Où faut-il encore agir ?
On doit s’assurer que des ressources suffisantes soient affectées à la recherche sur la durabilité et aux projets interdisciplinaires de mise en œuvre. La recherche peut amener des voies de transformation efficaces et des propositions concrètes de mesures plus favorables à la durabilité. Par ailleurs, nous constatons qu’en général, les objectifs du projet de stratégie doivent être plus ambitieux. Certains sont en partie formulés plus timidement que les 17 ODD eux-mêmes, voire complètement ignorés. Nous exigeons des définitions et des recommandations d’action plus spécifiques concernant tous les Objectifs.
Quel est le message adressé à la Confédération ?

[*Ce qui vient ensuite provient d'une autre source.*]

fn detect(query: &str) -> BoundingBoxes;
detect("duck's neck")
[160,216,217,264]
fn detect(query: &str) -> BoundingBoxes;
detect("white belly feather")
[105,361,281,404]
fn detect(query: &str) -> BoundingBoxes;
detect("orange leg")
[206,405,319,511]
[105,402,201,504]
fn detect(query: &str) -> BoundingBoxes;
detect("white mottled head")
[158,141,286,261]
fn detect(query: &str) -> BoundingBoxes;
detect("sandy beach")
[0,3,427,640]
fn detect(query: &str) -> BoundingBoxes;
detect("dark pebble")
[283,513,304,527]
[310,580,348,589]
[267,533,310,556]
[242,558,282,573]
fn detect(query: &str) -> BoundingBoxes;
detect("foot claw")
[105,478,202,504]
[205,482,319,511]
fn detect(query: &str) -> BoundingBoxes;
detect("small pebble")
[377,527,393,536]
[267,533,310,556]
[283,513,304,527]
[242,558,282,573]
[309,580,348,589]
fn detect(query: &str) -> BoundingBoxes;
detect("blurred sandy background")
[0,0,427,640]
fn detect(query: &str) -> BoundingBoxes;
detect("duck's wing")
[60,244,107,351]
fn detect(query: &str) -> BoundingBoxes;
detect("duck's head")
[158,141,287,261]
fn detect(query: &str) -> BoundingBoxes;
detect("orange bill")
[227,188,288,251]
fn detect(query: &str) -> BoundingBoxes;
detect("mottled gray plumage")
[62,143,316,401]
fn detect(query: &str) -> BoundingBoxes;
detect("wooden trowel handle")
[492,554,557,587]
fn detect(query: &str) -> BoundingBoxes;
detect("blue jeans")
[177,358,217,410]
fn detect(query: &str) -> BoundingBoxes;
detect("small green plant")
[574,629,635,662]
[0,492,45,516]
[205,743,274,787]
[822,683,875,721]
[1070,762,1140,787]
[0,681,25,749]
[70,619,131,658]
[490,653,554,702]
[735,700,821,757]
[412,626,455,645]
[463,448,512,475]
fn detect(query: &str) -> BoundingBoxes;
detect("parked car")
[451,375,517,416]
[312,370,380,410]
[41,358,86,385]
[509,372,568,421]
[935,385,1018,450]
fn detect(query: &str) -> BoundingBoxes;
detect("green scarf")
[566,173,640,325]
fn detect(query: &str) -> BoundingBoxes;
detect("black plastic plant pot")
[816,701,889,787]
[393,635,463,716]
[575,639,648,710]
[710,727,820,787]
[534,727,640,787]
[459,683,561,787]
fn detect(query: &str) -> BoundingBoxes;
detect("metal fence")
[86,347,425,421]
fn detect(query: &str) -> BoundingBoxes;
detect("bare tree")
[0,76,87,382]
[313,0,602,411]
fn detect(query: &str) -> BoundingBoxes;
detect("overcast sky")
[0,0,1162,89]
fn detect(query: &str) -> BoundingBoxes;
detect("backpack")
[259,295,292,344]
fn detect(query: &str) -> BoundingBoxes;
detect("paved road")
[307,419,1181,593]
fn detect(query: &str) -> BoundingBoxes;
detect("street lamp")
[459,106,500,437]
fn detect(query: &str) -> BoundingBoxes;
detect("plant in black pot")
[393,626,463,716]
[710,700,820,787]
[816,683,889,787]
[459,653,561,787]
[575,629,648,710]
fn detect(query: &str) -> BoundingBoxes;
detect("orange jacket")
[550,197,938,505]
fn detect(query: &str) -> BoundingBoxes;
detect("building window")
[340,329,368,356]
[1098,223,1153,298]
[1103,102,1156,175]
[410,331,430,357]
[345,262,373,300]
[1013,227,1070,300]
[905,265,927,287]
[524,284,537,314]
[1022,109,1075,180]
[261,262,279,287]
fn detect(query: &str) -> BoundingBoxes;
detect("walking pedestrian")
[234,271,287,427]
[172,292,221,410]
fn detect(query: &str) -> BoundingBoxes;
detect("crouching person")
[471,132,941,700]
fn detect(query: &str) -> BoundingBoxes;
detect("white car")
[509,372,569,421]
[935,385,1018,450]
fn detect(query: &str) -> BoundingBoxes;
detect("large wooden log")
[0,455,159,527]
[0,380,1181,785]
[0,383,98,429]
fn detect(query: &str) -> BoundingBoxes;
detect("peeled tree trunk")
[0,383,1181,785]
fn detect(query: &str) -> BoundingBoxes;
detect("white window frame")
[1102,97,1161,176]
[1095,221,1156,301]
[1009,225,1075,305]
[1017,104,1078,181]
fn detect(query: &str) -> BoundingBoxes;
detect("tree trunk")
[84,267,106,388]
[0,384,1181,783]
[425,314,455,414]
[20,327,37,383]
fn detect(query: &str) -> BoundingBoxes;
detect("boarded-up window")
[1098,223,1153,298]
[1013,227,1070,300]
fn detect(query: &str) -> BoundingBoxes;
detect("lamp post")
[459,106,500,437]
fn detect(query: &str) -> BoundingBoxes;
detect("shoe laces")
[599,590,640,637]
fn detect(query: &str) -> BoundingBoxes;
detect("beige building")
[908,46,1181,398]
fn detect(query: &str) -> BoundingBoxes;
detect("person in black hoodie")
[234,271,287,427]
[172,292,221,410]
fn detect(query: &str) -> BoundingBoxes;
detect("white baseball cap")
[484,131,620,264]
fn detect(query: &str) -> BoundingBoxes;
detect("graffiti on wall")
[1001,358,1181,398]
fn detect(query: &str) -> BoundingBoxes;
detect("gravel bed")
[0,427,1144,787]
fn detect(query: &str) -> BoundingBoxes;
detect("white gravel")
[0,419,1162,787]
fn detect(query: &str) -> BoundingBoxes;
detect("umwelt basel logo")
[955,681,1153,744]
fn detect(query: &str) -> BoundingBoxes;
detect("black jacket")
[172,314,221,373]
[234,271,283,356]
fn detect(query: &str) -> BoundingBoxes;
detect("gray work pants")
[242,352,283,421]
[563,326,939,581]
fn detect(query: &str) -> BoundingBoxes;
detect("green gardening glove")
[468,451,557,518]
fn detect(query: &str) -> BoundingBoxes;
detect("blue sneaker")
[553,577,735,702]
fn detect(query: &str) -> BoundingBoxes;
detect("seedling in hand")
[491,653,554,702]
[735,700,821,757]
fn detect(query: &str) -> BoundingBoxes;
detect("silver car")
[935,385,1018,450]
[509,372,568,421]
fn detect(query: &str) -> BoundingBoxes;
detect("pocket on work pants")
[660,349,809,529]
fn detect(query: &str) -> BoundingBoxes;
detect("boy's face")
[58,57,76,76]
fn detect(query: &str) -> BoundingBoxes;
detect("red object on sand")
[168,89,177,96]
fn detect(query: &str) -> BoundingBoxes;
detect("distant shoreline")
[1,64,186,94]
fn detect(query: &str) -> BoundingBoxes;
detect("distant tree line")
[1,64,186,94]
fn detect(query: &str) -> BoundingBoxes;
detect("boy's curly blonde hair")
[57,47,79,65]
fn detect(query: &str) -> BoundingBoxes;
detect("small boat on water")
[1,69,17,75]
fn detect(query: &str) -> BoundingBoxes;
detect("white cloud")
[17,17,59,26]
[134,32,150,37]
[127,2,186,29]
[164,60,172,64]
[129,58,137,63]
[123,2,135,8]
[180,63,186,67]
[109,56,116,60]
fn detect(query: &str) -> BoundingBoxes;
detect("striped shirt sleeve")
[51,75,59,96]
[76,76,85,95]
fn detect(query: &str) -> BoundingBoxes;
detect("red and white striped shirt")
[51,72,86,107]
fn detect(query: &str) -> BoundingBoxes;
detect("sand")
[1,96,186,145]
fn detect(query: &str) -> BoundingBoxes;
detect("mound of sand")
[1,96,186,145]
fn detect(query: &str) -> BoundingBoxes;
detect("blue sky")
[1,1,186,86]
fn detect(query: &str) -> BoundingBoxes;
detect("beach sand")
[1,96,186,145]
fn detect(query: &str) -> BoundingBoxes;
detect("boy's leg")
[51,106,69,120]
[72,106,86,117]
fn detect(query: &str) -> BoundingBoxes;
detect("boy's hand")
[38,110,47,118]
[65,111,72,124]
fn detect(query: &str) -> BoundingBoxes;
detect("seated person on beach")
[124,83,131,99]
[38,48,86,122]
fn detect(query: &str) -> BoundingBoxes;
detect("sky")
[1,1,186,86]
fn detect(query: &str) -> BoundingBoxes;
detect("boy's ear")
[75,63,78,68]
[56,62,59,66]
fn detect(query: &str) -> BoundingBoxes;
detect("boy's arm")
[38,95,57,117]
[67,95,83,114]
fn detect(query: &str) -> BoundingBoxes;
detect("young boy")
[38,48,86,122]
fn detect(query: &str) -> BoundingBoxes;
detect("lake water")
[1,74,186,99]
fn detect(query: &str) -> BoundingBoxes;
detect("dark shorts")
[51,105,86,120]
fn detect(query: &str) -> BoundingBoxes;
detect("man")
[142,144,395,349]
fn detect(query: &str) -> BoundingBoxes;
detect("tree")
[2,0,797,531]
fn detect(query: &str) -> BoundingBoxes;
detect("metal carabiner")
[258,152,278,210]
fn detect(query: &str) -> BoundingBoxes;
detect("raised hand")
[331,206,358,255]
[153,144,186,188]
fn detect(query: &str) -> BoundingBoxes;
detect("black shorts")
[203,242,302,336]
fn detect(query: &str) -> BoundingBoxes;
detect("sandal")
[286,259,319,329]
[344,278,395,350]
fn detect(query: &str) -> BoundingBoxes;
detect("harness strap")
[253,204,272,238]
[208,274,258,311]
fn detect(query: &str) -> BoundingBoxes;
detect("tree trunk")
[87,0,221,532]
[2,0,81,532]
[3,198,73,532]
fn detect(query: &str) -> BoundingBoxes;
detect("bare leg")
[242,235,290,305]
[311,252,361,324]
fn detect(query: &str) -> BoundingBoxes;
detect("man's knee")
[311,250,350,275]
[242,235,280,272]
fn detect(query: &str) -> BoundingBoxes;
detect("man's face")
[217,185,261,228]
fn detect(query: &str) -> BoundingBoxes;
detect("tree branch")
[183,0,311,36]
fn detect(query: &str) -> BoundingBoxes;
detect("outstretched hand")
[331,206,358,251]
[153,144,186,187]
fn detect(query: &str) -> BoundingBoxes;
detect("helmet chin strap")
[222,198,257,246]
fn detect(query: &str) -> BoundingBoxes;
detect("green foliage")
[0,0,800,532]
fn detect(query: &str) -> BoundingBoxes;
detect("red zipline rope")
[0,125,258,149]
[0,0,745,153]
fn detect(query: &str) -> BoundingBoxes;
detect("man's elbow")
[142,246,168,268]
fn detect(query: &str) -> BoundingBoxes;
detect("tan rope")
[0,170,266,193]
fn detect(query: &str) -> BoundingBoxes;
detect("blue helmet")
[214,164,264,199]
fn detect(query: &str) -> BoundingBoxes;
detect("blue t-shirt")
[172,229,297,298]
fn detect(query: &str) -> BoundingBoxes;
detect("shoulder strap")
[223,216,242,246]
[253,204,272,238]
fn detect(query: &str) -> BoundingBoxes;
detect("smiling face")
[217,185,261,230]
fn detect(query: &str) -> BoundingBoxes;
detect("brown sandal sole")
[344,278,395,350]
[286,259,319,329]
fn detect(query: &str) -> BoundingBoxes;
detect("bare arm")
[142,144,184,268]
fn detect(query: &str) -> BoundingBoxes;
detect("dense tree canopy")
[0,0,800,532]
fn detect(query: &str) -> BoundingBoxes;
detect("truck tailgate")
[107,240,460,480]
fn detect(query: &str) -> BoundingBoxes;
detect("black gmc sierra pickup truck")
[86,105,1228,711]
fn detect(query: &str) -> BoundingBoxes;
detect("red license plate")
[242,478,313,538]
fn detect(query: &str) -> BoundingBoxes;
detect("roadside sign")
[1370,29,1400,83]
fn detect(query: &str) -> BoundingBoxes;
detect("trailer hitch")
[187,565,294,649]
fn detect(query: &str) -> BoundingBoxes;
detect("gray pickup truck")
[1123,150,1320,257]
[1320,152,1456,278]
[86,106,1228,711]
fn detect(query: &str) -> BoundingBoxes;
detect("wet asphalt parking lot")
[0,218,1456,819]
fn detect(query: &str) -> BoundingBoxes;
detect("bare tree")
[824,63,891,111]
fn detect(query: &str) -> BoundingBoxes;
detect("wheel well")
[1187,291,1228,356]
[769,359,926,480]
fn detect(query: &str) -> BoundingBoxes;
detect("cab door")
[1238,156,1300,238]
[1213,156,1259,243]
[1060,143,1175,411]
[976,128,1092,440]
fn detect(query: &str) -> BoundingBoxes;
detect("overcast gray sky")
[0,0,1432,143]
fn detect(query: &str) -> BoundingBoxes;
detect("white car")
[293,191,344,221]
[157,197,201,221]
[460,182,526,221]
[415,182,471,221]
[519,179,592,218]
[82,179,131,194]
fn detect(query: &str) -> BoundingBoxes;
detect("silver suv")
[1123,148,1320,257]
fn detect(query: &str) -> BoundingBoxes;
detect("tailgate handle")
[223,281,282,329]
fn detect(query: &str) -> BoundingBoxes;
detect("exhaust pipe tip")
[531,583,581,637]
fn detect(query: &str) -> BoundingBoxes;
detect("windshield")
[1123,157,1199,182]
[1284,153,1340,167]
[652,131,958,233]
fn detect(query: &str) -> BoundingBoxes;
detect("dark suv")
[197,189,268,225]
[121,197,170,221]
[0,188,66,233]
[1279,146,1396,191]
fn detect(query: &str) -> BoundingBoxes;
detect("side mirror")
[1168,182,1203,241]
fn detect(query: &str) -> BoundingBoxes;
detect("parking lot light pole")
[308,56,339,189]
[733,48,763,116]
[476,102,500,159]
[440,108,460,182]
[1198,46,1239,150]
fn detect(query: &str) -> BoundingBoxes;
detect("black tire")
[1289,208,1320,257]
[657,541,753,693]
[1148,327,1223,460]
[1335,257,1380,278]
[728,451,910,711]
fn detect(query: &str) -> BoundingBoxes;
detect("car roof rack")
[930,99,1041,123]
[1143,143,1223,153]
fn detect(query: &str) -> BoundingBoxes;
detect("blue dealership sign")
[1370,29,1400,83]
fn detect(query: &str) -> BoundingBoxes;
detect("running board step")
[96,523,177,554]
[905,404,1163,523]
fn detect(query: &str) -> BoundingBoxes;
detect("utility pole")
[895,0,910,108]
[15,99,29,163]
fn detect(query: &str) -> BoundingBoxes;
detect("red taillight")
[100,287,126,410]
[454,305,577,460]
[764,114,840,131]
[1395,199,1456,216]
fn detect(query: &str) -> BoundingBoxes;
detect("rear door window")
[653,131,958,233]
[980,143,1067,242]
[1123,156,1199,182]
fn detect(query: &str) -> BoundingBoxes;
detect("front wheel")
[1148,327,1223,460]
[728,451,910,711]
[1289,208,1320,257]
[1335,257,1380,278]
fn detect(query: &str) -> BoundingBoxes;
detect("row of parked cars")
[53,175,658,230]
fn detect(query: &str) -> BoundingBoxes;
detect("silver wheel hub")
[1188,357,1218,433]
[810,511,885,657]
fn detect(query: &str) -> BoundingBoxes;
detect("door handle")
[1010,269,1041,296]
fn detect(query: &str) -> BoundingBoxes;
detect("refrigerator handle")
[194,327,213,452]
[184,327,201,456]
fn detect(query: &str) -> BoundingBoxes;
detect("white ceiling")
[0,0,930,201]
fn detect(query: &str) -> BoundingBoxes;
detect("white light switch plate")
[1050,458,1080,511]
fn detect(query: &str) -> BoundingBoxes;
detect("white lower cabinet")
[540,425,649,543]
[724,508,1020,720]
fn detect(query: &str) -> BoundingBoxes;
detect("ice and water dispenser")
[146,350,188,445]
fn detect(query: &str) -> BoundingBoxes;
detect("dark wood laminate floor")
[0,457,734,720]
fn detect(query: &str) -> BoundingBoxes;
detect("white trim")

Nous avons besoin d’une stratégie soutenue par l’économie, mais aussi par la société. Avec des objectifs non dilués, qui ne soient pas inférieurs aux Objectifs de l’Agenda 2030 des Nations Unies. Nous avons besoin d’une stratégie basée sur des solutions réalisables avec un plan financier et un contrôle efficace – et non un papier qui ressemble à un rapport administratif dans un dossier fédéral.
Carole Küng
Carole Küng est co-directrice du Réseau suisse pour des solutions de développement durable (SDSN), qui est co-animé par Biovision. Le réseau mobilise les institutions de recherche, les organisations de la société civile, les décideurs politiques et les entreprises afin de développer conjointement des solutions pour la mise en œuvre de l’Agenda 2030 et de l’Accord de Paris sur le climat en Suisse.